Durgun Don, edebî dehası Tolstoy’la kıyaslanan Nobel ödüllü yazar Mihail Şolohov’un başyapıtıdır.
Ekim Devrimi’nde ve sonrasında yeni kurulan Sovyetler Birliği’nde iç savaş koşullarında yaşanan tarihsel olayları hikâye eden bu epik roman, büyük Rus roman geleneğinin 20. yüzyıldaki doruklarından biridir.

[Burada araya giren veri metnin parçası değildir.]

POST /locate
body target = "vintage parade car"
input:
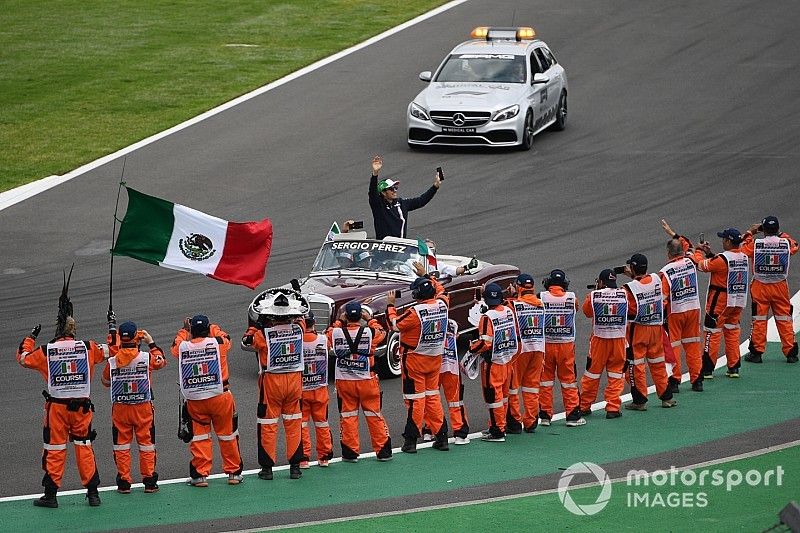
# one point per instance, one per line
(351, 267)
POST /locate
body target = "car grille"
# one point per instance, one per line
(471, 119)
(321, 306)
(487, 138)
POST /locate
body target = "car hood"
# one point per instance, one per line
(470, 96)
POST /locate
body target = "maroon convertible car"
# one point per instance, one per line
(352, 267)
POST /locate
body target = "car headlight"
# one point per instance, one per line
(418, 112)
(507, 113)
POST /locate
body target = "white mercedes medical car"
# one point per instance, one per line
(499, 89)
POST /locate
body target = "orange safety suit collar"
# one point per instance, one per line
(528, 296)
(556, 290)
(127, 353)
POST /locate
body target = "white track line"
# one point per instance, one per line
(753, 453)
(14, 196)
(558, 416)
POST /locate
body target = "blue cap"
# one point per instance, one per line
(731, 233)
(353, 311)
(127, 331)
(770, 225)
(199, 325)
(638, 262)
(525, 280)
(422, 289)
(608, 278)
(493, 294)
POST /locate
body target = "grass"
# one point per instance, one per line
(80, 79)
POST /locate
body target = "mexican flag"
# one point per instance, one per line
(428, 254)
(181, 238)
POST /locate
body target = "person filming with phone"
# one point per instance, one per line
(389, 211)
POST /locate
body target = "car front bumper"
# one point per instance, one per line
(503, 133)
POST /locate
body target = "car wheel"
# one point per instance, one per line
(389, 365)
(561, 113)
(527, 132)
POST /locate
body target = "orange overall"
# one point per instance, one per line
(526, 372)
(646, 345)
(65, 419)
(559, 360)
(771, 295)
(279, 398)
(494, 366)
(133, 419)
(315, 398)
(363, 392)
(722, 320)
(605, 353)
(218, 412)
(420, 371)
(683, 325)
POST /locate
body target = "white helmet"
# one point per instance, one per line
(278, 303)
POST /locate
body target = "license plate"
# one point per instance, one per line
(459, 130)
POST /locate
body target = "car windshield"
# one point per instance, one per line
(367, 256)
(498, 68)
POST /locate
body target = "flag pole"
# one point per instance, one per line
(114, 237)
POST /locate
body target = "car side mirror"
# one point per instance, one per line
(539, 78)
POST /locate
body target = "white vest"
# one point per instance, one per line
(350, 366)
(433, 328)
(610, 310)
(530, 321)
(130, 384)
(559, 317)
(200, 368)
(284, 349)
(649, 301)
(771, 259)
(738, 270)
(505, 342)
(682, 278)
(315, 363)
(450, 357)
(68, 373)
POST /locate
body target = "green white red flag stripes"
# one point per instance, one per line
(181, 238)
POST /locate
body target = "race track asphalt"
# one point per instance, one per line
(678, 109)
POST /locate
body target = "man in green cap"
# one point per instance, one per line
(389, 211)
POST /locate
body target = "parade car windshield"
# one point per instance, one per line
(367, 256)
(497, 68)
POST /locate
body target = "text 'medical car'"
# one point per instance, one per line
(499, 89)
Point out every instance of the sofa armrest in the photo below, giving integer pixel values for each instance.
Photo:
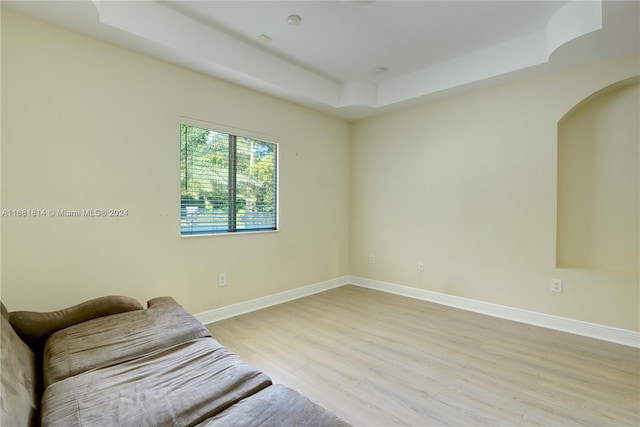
(35, 327)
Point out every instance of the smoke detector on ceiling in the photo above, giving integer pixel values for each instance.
(294, 20)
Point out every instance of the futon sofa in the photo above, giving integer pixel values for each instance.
(111, 362)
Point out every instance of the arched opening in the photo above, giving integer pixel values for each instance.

Büyük yıkım ve yoksunlukların ortasında insanlığa umut saçan yeni ve eşitlikçi bir sistemin kuruluşunu, sadece tarih, siyaset ve teori kitaplarından değil, Şolohov gibi usta bir yazarın canlandırdığı karakterlerle ve edebî anlatımın eşsiz keyfiyle öğrenmek isteyenler için de müthiş bir kaynaktır.
Bu büyük eser Türkçeye, üç çevirmenimizin ortak ve yoğun emeğinin bir ürünü olarak kazandırıldı. Mete Ergin ve Gani Yener’in birlikte yaptığı çeviriyi Hasan Âli Ediz Rusça aslıyla karşılaştırdı. Okurlar, Rus halk edebiyatı ile Rus klasik edebiyatını kaynaştıran Şolohov’un parlak edebî biçemini bu titiz çeviriden zevkle takip edecekler…
“Demek savaşa gidiyorsunuz askerler?”
“Evet dede, savaşa gidiyoruz.”
“Türk Savaşına benzemeyecek bu galiba, hiç sanmıyorum benzeyeceğini. Şimdiki silahlar başka!”
“Hepsi bir. Hepsi de aynı bokun soyu. O zamanki silahlar nasıl adam öldürdüyse, bu seferkiler de öldürecek.”